I sat and stared at my empty wall, the wall of my dining room that had once been occupied by a giant green forest tapestry. Like many things I’ve loved, I grew out of it and began to feel as if it were time for something new.
God’s been teaching me lately to be at peace with the unfinished, the empty—to be ok during the process of finding whatever it is I need to find. For me, it’s uncomfortable to leave things unfinished, but the truth is, that’s exactly what I needed to do with my dining room. I needed to sit for a little while with an empty wall before deciding what exactly needed to go there. A big part of life is waiting, searching, building, and growing. A big part of life is learning to be fully present in these times and even enjoy it.
God spoke to me today, He reminded me of the last time in my life I felt empty. My best friend moved away, and my father passed away. Then the man I had loved for five years moved away as well. Everyone was exiting my life one by one it seemed. I got to a point where I had no stability in my career but was moving around as a temp from job to job. I had nowhere to lay my head except in the arms of Christ. He reminded me of how sweet that season really was. Ironically enough, what was arguably the most empty season of my life was actually the most beautiful and peace-filled. I’ve come to realize it was because my life had been emptied of everything except for Him, He who is peace, there was nothing left to distract me.
I’m now re-entering a season of emptiness, a season of loss, rejection, uncertainty, a season of walking away from things that no longer fit. Instead of resisting it, I’ve made it a point to find peace in it, to focus on my relationship with God—the thing that matters most, the thing I never have to be emptied of.

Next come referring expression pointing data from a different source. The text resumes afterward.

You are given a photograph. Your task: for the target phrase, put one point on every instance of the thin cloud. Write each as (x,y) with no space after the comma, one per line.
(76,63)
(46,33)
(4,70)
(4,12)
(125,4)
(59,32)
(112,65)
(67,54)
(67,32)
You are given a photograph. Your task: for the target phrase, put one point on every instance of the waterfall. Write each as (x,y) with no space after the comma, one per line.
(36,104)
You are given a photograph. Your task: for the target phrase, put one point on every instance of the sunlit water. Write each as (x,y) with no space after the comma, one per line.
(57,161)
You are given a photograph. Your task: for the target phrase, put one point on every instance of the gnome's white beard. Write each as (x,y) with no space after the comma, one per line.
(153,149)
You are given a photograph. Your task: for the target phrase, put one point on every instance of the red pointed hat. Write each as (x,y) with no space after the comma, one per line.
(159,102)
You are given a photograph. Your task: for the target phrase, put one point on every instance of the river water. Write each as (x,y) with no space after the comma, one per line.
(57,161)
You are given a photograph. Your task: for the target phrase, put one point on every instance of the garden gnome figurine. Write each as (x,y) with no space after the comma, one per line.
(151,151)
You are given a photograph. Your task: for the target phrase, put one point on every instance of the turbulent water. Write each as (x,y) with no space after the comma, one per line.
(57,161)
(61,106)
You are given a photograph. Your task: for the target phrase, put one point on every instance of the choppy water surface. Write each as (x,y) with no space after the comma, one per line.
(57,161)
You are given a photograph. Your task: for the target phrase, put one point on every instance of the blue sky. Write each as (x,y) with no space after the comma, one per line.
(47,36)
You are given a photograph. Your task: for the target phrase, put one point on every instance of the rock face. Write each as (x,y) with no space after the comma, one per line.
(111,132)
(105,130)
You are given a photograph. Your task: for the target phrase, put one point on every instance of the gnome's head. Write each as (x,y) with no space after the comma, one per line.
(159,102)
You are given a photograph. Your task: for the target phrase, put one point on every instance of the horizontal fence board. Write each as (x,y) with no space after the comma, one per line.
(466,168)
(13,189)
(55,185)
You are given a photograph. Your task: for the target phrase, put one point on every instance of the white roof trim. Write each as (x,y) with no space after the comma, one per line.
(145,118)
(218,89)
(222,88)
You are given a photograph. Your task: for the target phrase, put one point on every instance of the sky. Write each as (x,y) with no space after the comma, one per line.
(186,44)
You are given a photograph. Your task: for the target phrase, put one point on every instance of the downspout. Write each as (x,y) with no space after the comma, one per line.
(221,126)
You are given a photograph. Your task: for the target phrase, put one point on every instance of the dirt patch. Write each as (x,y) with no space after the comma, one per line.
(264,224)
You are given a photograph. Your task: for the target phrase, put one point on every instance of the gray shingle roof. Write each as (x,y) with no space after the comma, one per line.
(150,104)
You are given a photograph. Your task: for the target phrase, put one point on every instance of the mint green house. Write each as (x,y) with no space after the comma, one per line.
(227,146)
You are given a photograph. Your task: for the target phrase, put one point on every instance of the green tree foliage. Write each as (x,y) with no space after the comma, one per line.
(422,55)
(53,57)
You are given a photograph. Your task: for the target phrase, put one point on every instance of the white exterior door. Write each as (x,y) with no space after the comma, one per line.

Every time I passed by my empty wall, I began to appreciate it more and more. I realized it’s better for a wall to be empty than to be filled with something that doesn’t fit. I realized a wall is more beautiful unfinished than stagnant. After a couple of weeks, a floral painting arrived in the mail, a painting that I absolutely loved. It was by this time I had actually begun to grow fond of my empty wall. Life is like that sometimes. Sometimes, God doesn’t deliver to us the thing we want until we begin to see the beauty in what is already in front of us.